Gaining confidence and autonomy is a significant outcome of hands-on teaching in regional anesthesia [28]. As learners master different nerve block techniques and gain experience with various patient scenarios, they become more self-assured in their abilities [11, 48]. This newfound confidence empowers them to take on more complex cases and adapt their skills to different clinical situations [17]. Ultimately, hands-on teaching instills in learners a sense of autonomy, allowing them to provide high-quality regional anesthesia care independently and contribute positively to patient outcomes.

3.2.1.2.1 When is it suitable for a resident to conduct a regional block on a patient?

Defining the capability of a student to perform autonomous regional anesthesia involves assessing their proficiency, knowledge, and decision-making skills in executing these specialized tasks independently (see assessment session). Here are vital steps to determine a student’s capability in autonomous regional blocks:

  1. Supervised Practice: Allow the student to initially practice regional anesthesia techniques under direct supervision. Observe their performance, provide guidance, and assess their technical skills during this phase.

  2. Case Complexity: Gradually expose the student to various complex cases. Evaluate their ability to choose appropriate regional anesthesia techniques based on patient needs, surgical requirements, and medical history.

  3. Patient Safety: Assess the student’s focus on patient safety throughout the process, including proper patient positioning, accurate nerve localization, and monitoring during the procedure.

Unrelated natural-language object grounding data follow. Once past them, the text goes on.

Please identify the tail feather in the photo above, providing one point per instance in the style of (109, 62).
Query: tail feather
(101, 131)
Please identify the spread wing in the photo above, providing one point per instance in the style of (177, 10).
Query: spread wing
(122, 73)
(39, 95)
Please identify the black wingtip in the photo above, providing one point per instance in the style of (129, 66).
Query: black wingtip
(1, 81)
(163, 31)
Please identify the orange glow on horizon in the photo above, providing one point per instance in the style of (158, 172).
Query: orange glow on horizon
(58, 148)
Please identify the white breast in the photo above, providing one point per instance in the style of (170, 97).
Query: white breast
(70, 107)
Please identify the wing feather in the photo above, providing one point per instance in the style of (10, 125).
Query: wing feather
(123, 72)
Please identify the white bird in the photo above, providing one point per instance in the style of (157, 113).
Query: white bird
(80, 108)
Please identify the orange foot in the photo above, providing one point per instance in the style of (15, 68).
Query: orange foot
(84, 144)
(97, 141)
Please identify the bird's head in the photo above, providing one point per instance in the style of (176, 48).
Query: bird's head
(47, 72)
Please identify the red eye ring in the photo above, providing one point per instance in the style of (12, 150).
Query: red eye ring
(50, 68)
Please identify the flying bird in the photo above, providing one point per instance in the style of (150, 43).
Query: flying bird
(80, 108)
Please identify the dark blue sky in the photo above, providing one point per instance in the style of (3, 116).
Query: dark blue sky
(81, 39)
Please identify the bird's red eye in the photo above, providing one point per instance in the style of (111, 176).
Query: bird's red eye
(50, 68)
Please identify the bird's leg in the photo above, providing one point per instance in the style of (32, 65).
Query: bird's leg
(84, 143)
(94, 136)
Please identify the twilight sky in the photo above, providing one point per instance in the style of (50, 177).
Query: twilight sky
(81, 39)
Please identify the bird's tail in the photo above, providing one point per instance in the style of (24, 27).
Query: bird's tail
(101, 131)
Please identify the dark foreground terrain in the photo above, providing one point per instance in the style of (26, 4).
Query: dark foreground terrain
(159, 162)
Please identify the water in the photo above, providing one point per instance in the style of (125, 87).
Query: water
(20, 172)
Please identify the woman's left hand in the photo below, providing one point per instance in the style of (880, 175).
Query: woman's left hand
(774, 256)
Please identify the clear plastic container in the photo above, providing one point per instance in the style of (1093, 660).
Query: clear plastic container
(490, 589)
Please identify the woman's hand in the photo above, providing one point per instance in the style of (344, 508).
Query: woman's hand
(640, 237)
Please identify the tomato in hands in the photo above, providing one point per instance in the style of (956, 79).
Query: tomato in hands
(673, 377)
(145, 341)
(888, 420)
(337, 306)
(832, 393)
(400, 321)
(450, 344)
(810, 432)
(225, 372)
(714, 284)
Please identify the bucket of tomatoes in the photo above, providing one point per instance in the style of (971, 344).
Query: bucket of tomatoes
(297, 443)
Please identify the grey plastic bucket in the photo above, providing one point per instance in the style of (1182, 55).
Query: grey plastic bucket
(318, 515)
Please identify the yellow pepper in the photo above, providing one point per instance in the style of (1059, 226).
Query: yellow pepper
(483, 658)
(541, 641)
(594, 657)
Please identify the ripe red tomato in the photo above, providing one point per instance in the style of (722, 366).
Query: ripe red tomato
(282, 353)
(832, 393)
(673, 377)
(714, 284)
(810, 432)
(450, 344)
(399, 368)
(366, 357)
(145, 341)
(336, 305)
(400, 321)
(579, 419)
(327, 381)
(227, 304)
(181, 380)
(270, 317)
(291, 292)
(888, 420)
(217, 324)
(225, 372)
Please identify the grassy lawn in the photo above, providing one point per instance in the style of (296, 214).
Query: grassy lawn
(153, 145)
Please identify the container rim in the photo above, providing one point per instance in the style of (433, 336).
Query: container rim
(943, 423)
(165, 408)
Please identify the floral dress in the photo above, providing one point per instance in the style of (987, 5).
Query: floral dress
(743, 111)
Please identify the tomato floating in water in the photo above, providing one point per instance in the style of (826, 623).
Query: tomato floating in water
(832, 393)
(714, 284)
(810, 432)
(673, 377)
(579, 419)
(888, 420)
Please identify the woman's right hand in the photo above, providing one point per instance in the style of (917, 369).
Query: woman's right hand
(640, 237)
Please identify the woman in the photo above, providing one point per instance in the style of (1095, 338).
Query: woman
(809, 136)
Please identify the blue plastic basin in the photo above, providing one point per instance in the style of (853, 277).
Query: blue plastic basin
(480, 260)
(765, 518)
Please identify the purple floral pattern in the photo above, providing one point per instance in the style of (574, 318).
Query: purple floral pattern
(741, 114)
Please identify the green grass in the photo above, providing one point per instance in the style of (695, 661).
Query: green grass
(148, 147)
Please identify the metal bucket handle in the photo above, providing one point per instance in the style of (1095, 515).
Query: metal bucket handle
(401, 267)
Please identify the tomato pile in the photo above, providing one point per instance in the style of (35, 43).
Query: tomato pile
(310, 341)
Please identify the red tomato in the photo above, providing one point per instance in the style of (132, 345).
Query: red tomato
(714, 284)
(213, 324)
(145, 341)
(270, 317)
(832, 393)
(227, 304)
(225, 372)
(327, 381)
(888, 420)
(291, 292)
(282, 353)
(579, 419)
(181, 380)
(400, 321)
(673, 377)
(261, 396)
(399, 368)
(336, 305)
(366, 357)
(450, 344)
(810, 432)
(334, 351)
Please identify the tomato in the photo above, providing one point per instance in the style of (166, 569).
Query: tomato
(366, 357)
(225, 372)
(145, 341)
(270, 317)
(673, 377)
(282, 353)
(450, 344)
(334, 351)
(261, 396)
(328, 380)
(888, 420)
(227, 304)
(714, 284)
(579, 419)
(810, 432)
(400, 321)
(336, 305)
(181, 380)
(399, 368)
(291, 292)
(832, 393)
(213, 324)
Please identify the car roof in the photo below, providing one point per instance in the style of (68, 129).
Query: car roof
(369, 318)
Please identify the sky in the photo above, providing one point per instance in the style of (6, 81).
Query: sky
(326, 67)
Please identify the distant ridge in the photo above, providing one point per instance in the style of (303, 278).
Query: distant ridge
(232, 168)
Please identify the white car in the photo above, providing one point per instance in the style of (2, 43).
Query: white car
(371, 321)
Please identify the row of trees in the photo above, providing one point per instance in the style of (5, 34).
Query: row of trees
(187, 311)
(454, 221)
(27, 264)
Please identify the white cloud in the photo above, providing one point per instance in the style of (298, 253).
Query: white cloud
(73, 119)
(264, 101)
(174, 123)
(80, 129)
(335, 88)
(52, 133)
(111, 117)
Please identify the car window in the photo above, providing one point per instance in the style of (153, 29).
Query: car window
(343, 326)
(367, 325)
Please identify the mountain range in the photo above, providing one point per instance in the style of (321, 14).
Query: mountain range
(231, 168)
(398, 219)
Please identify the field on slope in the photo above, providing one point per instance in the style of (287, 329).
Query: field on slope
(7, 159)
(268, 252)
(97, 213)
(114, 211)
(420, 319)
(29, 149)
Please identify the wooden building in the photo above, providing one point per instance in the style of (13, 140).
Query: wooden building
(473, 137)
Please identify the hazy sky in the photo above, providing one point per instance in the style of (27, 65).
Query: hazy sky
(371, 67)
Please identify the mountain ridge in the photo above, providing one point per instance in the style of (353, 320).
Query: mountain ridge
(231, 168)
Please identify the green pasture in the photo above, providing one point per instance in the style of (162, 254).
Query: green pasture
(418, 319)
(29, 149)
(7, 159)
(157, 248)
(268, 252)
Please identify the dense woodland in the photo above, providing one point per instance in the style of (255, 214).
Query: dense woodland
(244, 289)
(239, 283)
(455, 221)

  4. Decision-making: Evaluate the student’s ability to make critical decisions independently, such as choosing the appropriate nerve block technique, adjusting anesthesia dosage, and managing complications.

  5. Procedural Efficiency: Assess the student’s efficiency in performing regional anesthesia procedures, including time management and minimizing patient discomfort.

  6. Communication Skills: Evaluate how effectively the student communicates with patients, colleagues, and other healthcare providers involved in the procedure.

  7. Documentation: Review the student’s ability to maintain accurate and comprehensive documentation of the regional anesthesia procedures, including preoperative assessments, procedural details, and postoperative care.

  8. Adherence to Guidelines: Ensure the student follows established guidelines, protocols, and best practices for regional anesthesia, including infection control measures and patient consent procedures.

  9. Independent Problem-solving: Observe how students handle unexpected challenges or complications during the procedure and assess their problem-solving skills.

  10. Self-assessment and Reflection: Encourage the student to reflect on their performance, identify areas for improvement, and develop a plan for ongoing professional development.

  11. Gradual Autonomy: Gradually allow the student to perform regional procedures with less direct supervision, increasing their level of autonomy as they demonstrate competence and confidence.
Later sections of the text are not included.